“Dans chaque village, on connaît le facteur,
C’est un personnage qu’on porte dans son cœur
Recevoir une lettre vous met en émoi
Chacun s’dit peut-être y en a une pour moi !
(…)
Tiens voilà le facteur !
Son p’tit air affranchi
Comme ses lettres et ses colis” chantait Bourvil dans les années 1960.
Un demi-siècle plus tard, Philippe Dorge, le directeur général adjoint des services courrier-colis de la Poste, décrit les échanges épistolaires comme “un usage qui disparaît” avec à peine “trois ou quatre timbres rouges (courrier prioritaire ndlr) par ménage par an”, du fait, notamment, de la “révolution Internet” qui a fortement modifié les échanges à distance. La Poste choisit donc de supprimer le petit carré dentelé apparu en France sous Napoléon III et longtemps ajusté, d’un preste coup de langue, sur le coin droit de l’enveloppe avant que ne surgisse la formule plus hygiénique de l’autocollant. Le timbre rouge frappé du profil de la Marianne républicaine est remplacé par un “courrier hybride” dématérialisé, plus cher et à l’usage absurde puisqu’on peine à saisir la différence avec le mail.
Quid des usagers n’ayant pas ou peu accès à Internet et qui, au lieu de coller un timbre, devront désormais se déplacer dans une agence postale… dans les zones où il en subsiste ?Les philatélistes pourront continuer d’envoyer des courriers estampillés de vignettes aux illustrations multiples mais seulement pour la “lettre verte”, plus lente avec ses trois jours de délais. Et comment ne pas imaginer que celle-ci, dans cette nouvelle logique gestionnaire, ne finisse par bientôt disparaître à son tour ?
Une grande partie des usagers français s’émeut jusqu’à Guillaume Tabard, du “Figaro”, qui s’alarme de “la mort du timbre (…) un geste basique de la vie quotidienne et plus encore, de la vie relationnelle.” Le journaliste insiste : “Dans une société en perte de liens, c’est un chaînon de plus qui disparaît (…) parce que c’est un service public qui décide de rendre encore moins service au public.” De son côté, Philippe Dorge argue d’une amélioration du bilan carbone par la suppression de liaisons aériennes et de trajets routiers. On comprend bien qu’il s’agit surtout de l’une de ces fameuses “réorganisations d’entreprise” propres à “faire des économies”, systématiquement présentées comme moyen de simplification, modernisation, amélioration… et en fait, à travers le numérique, destinées à “réduire les coûts” sur le dos des salariés.

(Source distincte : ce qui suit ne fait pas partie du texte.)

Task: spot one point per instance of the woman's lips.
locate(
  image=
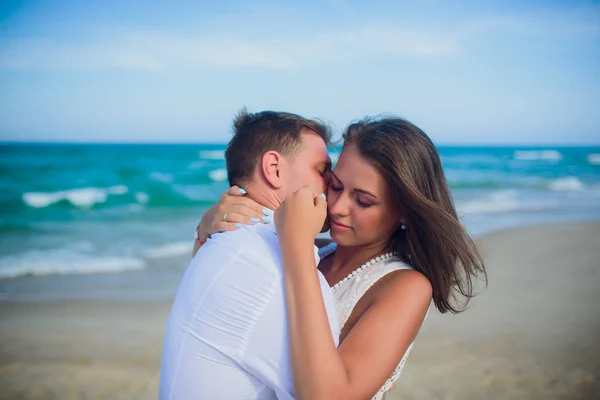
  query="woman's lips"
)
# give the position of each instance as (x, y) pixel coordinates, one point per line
(338, 225)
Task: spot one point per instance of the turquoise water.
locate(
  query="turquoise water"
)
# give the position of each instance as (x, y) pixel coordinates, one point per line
(98, 220)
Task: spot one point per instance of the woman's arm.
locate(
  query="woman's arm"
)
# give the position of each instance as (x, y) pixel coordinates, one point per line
(377, 342)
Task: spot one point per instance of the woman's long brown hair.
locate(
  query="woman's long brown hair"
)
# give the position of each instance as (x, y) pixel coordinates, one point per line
(435, 243)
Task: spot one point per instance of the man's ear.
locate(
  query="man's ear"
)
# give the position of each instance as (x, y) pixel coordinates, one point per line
(271, 165)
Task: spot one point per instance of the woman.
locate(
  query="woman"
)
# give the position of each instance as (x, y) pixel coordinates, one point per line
(398, 244)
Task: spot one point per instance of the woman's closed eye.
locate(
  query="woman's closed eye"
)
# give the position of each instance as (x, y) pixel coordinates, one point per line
(336, 188)
(362, 203)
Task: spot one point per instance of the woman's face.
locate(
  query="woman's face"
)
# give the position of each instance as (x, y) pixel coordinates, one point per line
(359, 203)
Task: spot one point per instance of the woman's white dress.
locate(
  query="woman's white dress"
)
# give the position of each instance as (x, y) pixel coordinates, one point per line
(349, 292)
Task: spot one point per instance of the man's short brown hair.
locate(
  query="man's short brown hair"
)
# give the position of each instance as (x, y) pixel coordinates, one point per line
(255, 134)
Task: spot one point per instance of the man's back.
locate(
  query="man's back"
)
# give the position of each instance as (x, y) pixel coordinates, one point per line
(227, 333)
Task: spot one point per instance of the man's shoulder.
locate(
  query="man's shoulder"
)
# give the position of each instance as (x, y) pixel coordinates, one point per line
(252, 241)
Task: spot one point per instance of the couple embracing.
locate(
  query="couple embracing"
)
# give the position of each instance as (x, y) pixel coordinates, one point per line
(263, 313)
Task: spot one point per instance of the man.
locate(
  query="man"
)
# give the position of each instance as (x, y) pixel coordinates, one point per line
(227, 335)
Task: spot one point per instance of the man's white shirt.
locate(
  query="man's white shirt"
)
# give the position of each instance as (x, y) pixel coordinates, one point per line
(227, 335)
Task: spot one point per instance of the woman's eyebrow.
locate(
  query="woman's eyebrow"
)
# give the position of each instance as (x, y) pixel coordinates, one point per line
(356, 190)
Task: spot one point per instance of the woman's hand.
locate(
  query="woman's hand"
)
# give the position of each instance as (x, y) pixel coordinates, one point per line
(301, 216)
(231, 211)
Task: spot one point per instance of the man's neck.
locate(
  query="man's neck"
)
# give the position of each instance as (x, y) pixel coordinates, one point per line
(263, 195)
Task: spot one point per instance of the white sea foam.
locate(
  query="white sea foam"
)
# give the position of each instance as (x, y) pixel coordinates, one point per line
(83, 197)
(212, 154)
(499, 202)
(41, 200)
(533, 155)
(593, 159)
(161, 177)
(170, 250)
(568, 184)
(141, 197)
(64, 262)
(218, 175)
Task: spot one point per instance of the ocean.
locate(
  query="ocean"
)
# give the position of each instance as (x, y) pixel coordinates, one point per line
(108, 221)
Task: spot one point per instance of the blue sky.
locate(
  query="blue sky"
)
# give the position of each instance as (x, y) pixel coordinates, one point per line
(143, 71)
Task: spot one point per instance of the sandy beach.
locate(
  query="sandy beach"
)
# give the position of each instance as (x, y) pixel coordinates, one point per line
(532, 334)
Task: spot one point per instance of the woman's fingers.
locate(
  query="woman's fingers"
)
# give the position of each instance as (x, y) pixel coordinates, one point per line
(244, 216)
(235, 191)
(255, 210)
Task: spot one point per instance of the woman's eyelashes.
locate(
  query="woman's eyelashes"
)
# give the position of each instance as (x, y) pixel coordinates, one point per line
(336, 188)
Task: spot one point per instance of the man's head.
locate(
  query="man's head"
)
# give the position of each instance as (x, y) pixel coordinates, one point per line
(284, 151)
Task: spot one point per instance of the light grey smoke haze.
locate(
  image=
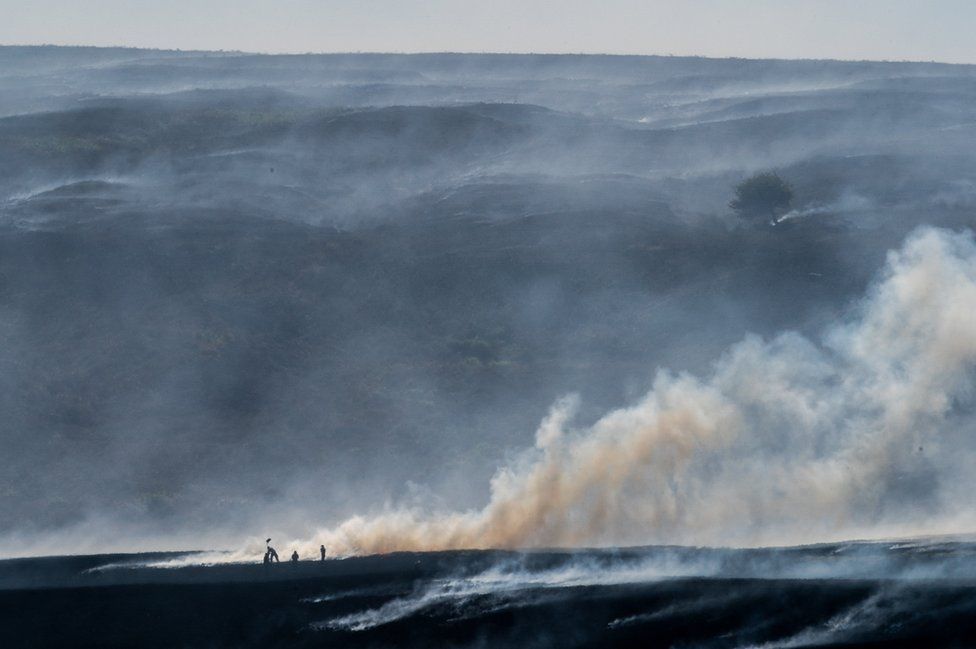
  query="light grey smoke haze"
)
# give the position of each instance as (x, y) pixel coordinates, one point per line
(866, 433)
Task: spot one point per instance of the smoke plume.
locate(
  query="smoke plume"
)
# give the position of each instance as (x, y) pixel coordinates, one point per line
(788, 440)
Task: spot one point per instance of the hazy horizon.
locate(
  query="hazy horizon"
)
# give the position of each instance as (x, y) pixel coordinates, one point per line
(874, 30)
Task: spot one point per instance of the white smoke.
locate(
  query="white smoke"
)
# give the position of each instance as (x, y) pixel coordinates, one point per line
(866, 433)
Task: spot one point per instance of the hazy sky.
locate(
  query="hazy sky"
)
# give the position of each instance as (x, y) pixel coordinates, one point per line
(875, 29)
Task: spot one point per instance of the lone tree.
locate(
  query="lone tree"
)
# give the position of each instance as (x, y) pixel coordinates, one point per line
(764, 197)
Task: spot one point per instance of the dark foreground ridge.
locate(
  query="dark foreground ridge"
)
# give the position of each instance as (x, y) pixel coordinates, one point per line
(839, 595)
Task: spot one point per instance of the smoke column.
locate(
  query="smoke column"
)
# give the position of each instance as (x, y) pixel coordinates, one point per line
(869, 431)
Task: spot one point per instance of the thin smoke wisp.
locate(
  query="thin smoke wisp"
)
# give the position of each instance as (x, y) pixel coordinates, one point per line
(864, 432)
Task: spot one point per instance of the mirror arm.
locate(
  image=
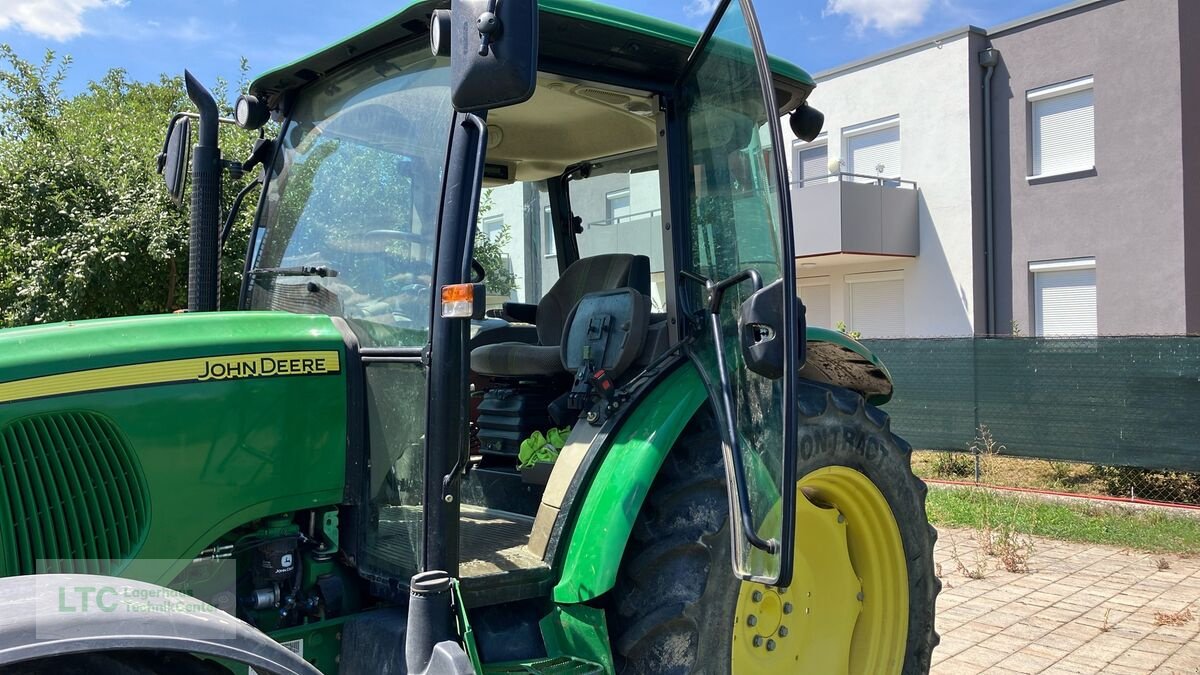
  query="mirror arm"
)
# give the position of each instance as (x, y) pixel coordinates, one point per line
(171, 126)
(233, 211)
(729, 426)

Les facteurs ont bien compris que cette réorganisation entraînera aussi une remise en cause de leur tournée quotidienne malgré les dénégations actuelles de la direction.
La dégradation de cette branche du service public, Nicolas Jounin (*) l’annonçait dans son essai paru en 2021, au titre facétieux malgré la gravité du propos. Le sociologue a procédé à une enquête en immersion, dans le monde des facteurs, cette fois. Il y décrit, à travers des témoignages éclairants de ses “collègues” – plus de concours national à passer, on entre à la Poste par contrat - les nouveaux modes managériaux copiés du privé de l’ancienne Administration des Postes et Télécommunications, devenue, en 1990, Orange et le groupe La Poste, société anonyme détenue par la Caisse des Dépôts et Consignations. Recours abusif aux contrats précaires, conditions de travail défectueuses avec un manque de matériel – smartphone fourni aux seuls embauchés en CDI – et de formation, marchandisation de services jadis gratuits, taylorisation. Celle-ci se traduit par une surveillance accrue des supérieurs rebaptisés “organisateurs de tournées” poussés à accélérer continuellement le rythme du travail – l’obsession de la productivité – calculée à coups de tableaux Excel. Et cela parfois au détriment du code de la route et de la sécurité des préposés. Ainsi les facteurs voient leurs dépassements d’horaires non en heures supplémentaires mais en “dette de temps” baptisée “restitution individuelle”, signe de leur manque de rapidité. Le chercheur dénonce cette course à la performance comme un “étouffoir à contestation” par la culpabilisation du salarié qui en découle.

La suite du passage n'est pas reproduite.